The same picture which Zabludowicz presented was depicted by
Judge Beisky about Cracow. The same picture was depicted of
recurring horrors, the oppression, the degradation and, in
the end, the labour camp at Plaszow, one of the creations of
the SS. Here, merely for the sake of reference, is one
passage:

“A group that appeared with food in its possession…a
particular group of the Abladekommando, a unit which
was in charge of the offloading of goods from the
railway station – they found food in its possession.
Then the camp commander, Untersturmfuehrer Amon Goeth,
came up and asked whose food it was. When no one
answered, he took a young man whose name was
Nachmansohn… and shot him. On the same occasion he
shot another man, Disler. And then someone had a
brilliant idea and said that they had brought the
food…. Then everyone received one hundred lashes.
One of the men…named Mandel…remained lying there
until the group was taken to the parade ground, and
there everyone received his “deserts.” He himself had
to count the blows, and if he made an error in the
counting, he had to go back to the beginning… There
was an instance with that group where one of the older
men was beaten and cried out a great deal, and after
that had to go to the camp commander and to inform him
that he had received his punishment, and he thanked him
for it.
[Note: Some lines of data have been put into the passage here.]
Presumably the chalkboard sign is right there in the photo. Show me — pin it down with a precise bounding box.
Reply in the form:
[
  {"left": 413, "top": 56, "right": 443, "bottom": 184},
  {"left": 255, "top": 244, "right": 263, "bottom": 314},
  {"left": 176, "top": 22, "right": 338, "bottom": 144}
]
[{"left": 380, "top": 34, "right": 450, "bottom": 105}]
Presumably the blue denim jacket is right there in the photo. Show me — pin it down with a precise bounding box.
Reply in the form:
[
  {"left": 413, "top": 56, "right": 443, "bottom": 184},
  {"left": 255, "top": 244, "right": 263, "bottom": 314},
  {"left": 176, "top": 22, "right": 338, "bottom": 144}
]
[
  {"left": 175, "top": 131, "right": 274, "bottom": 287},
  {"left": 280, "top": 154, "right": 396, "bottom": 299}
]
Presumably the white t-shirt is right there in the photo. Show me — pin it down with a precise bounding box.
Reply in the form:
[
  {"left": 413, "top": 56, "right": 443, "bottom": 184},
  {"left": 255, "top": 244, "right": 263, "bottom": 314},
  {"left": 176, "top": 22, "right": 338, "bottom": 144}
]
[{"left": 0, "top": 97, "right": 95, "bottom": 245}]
When he turned around, he shot him, and he,
too, was killed.”

After that came the liquidation of the Cracow Ghetto in
March 1943. Of the 600,000 people who had been in it,
between eight and ten thousand who had remained alive were
brought to Plaszow.

The Court will remember that the Accused was questioned on
the subject of the liquidation of the ghettos. In his
Statement to the police, after he had spoken of the
liquidation of the Lodz Ghetto, Eichmann was asked what the
rule was concerning other ghettos when these were closed
down and their inmates transferred to concentration camps.
To this he replied in the same examination (on page 3116):

“This was something which was done on the basis of the
expulsion order issued by the Reichsfuehrer-SS. It had
to go through me; at that time it had to go through
IVB4.”

Hence he acknowledged in his examination the liquidation of
the ghettos, and evidently he had good grounds for doing so.
His argument in Court that he was confused at the police
interview when he made these remarks is thus refuted, and it
is without foundation.

Zivia Lubetkin told the Court of the restrictive laws which
rained down on the Jews of Warsaw, of the prohibitory
decrees issued day after day, of the special “actions”
against the Jewish intelligentsia and the leadership, of the
enormous round-ups by the Schutzpolizei and the SS, and of
the so-called transfer to the East (Aussiedlung nach dem
Osten).

Rachel Auerbuch described the spiritual destruction which
preceded the physical destruction, the deliberate
degradation and oppression which were designed to prove that
the Jews did not deserve to live. Dr. Berman gave evidence
of the violence to Jewish children, of the special
wickedness towards the Jewish child, against whom the
efforts at annihilation were directed especially. There
were, in Warsaw, whence they were transferred for
extermination – one hundred thousand Jewish children. We
heard the same accounts from Przemysl, about the baby whom
his Nazi murderer tore apart like a rag, and about the dying
mother crawling towards him, her blood intermingling with
its blood, and thus the two of them died. We heard about
the eighty lashes which a Jewish lad was given there, when
fifty were enough to kill. This lad is alive today – he is
an officer in the Israeli police; his name is Michael
Goldmann, and during the investigations by Bureau 06 he
prepared the files on Poland and Soviet Russia.